[leetcode]Best Time to Buy and Sell Stock III

Say you have an array for which the ith element is the price of a given stock on day i.
Design an algorithm to find the maximum profit. You may complete at most two transactions.
Note:
You may not engage in multiple transactions at the same time (ie, you must sell the stock before you buy again).

由于最多只能操作两次，最好的办法是，先用一个数组a[]记录第i天前能获得的最大利润,再用一个数组b[]记录后第i天及以后能获得的最大利润。
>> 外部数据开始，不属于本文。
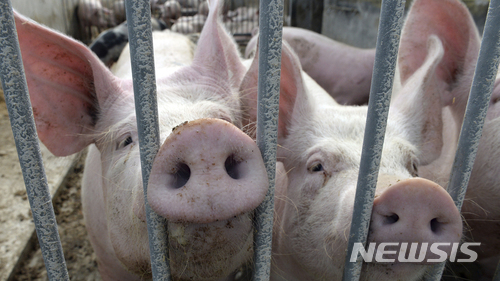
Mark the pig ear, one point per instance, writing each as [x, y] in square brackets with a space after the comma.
[293, 99]
[452, 23]
[217, 54]
[67, 82]
[417, 107]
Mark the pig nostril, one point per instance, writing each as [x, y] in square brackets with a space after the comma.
[391, 219]
[435, 225]
[182, 175]
[232, 166]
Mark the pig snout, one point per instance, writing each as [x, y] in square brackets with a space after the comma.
[206, 171]
[416, 210]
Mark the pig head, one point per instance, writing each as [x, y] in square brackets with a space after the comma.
[208, 175]
[320, 145]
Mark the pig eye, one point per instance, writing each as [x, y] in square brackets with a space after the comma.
[125, 142]
[318, 167]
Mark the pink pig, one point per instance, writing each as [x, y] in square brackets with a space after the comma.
[452, 22]
[345, 72]
[208, 175]
[320, 146]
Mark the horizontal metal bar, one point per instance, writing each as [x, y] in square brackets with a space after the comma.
[391, 22]
[144, 82]
[23, 126]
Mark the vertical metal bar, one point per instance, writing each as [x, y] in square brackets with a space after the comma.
[391, 21]
[477, 106]
[141, 53]
[23, 126]
[271, 26]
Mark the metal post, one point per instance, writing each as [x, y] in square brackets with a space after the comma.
[23, 126]
[271, 25]
[477, 106]
[141, 53]
[391, 22]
然后再循环一次，求出最大的 a[i] + b[i+1]即可。注意需要和只进行一次操作的情况比较一下，即将最大的 a[i] + b[i+1]和a[0]比较，求出更大的。

 

class Solution {
public:
    int maxProfit(vector<int> &prices) {
        // Start typing your C/C++ solution below
        // DO NOT write int main() function
        if(prices.size() == 0 || prices.size() == 1)
            return 0;
        int *a = new int[prices.size()];
        int *b = new int[prices.size()];
        a[0] = 0;b[0] = 0;
        int max ;
        int max_price = prices.at(prices.size() - 1);
        int min_price = prices.at(0);
        max = 0;
        for(int i = 1; i < prices.size();i++)
        {
            if(max < prices.at(i) - min_price)
            {
                max = prices.at(i) - min_price;
            }
            else if(min_price > prices.at(i))
            {
                min_price = prices.at(i);
            }
            a[i] = max;
        }
        max = 0;
        for(int i = prices.size() - 2; i >= 0;i--)
        {
            if(max < max_price - prices.at(i))
            {
                max = max_price - prices.at(i);
            }
            else if(max_price < prices.at(i))
            {
                max_price = prices.at(i);
            }
            b[i] = max;
        }   
        max = 0;
        for(int i = 0;i < prices.size()-1;i++)
        {
            if(max < a[i] + b[i+1])
                max = a[i] + b[i+1];
        }
        if(max < b[0])
            max = b[0];
        return max;
    }
};